新たなファンに、桐生一馬を知ってもらう名刺代わりの作品

──『龍が如く7外伝』は、『龍が如く8』の制作がスタートしたあとに企画が立ち上がったそうですが、本作が生まれた経緯についてお聞かせください。

「龍が如く」シリーズは、『龍が如く7 光と闇の行方』(以下『龍が如く7』)から主人公を春日一番に交代しました。『龍が如く7』を入り口にシリーズに触れたユーザーの中には、以前の主人公・桐生一馬をご存じない方もいます。特に『龍が如く7』はワールドワイドでヒットしたので、海外にそういった方が多いんですね。そのため、桐生を知っていただくための名刺代わりに『龍が如く7外伝』を企画しました。

『龍が如く8』にも桐生一馬が登場しますが、『龍が如く6 命の詩。』から『龍が如く8』に至るまでに彼に何があったのか、語るべきエピソードはたくさんあります。当初は、『龍が如く8』本編に春日一番に向かって過去の回想を語るシーンを入れようかと思いましたが、長くなりそうですし、追加エピソードとしてダウンロードコンテンツ(DLC)を配信するのもしっくりきません。そこで、「龍が如くスタジオ」のメインスタッフを会議室に集めてストーリーを説明し、「これをゲームにして発売したいんだけれど、どうだろう?」と提案したのが、昨年8月ごろのことでした。

──開発チームの皆さんは、どのような反応でしたか?

「ああ、できますよ」というあっさりした反応でした。あまり驚くこともなかったですね。

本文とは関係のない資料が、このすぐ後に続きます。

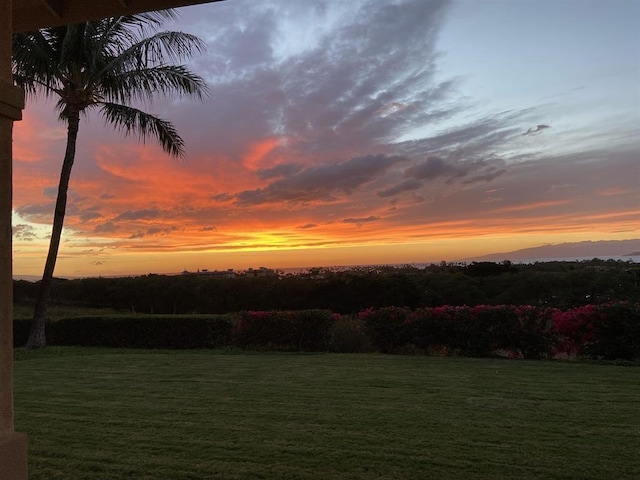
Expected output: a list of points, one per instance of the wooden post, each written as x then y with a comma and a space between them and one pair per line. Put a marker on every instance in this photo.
13, 446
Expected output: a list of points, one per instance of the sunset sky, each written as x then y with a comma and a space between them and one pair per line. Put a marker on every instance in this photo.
359, 132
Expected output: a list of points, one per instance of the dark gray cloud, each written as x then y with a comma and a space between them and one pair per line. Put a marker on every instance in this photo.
322, 182
154, 232
106, 227
406, 186
364, 82
359, 221
307, 226
143, 214
536, 130
282, 170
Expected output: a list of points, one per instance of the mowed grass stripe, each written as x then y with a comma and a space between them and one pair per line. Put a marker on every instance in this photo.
99, 414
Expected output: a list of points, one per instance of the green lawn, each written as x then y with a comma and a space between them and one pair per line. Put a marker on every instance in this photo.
108, 414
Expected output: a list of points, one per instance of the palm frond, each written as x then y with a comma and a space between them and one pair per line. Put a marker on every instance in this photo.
132, 121
145, 83
34, 63
159, 49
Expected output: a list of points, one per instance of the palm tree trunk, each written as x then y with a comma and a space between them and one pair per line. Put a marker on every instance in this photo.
37, 337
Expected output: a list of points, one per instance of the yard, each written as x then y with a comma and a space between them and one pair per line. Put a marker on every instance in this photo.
177, 415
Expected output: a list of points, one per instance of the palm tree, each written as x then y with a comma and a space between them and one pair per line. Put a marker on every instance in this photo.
103, 65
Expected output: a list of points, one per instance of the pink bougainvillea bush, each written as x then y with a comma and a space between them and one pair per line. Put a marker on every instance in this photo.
607, 331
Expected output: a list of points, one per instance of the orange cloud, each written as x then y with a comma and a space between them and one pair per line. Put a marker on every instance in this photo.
254, 158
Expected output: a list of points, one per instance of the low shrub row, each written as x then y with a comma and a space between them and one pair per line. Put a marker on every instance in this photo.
608, 331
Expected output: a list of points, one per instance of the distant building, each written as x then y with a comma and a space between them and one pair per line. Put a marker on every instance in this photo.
261, 272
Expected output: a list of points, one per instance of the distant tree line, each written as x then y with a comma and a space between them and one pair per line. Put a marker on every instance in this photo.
554, 284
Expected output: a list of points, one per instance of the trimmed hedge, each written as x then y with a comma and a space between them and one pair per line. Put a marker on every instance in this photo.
305, 330
137, 331
608, 331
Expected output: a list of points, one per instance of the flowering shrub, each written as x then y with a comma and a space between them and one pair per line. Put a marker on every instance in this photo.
388, 328
598, 331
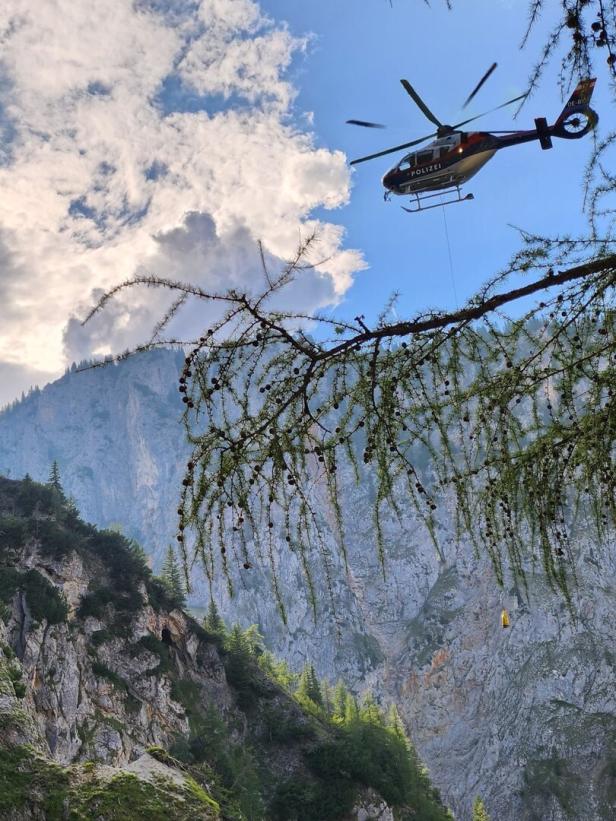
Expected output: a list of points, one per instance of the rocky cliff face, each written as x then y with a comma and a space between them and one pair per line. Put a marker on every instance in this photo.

──とはいえ、すでに『龍が如く8』の開発も始まっています。『龍が如く7外伝』の開発メンバーはどのようにして集めたのでしょうか。

『龍が如く 維新! 極』を開発したチームの手が空いていたので、まずはゲームの基礎となる部分を作ってもらいました。『龍が如く8』の開発チームも、海外言語への翻訳が始まるころになると数ヵ月間は手が空きます。その期間に合流し、一気に作ろうという計画でした。ただ、いざ開発してみたら思ったよりも大変でしたね。

──当初考えていた企画よりも、規模が大きくなっていったからでしょうか。

そうです。当初は俳優をキャスティングするつもりもなく、オリジナルキャラクターを制作しようと考えていたんです。ですが、開発チームからは「鶴野や獅子堂は当然キャスティングしますよね」という声が上がりました。

ちょうどそのころ、僕は任侠もののVシネマ『日本統一』を観ていた時期でした。俳優陣の演技に惹かれましたし、『龍が如く7外伝』も任侠もののストーリーなので、合いそうだなと思ったんです。そこで『龍が如く0 誓いの場所』(以下『龍が如く0』)、『龍が如く 維新! 極』に出演していただいた中野英雄さんに「本宮奏風さん、山口祥行さんに出演していただきたいのですが」と電話で相談したところ、奇遇にも中野さんはその時『日本統一』の撮影現場にいらしたんですね。「本人たちも喜ぶと思いますよ」と言ってくださったことに背中を押され、おふたりに正式にオファーしました。『日本統一』という有名な作品に出演されているため悩まれたようですが、最終的にご快諾いただきました。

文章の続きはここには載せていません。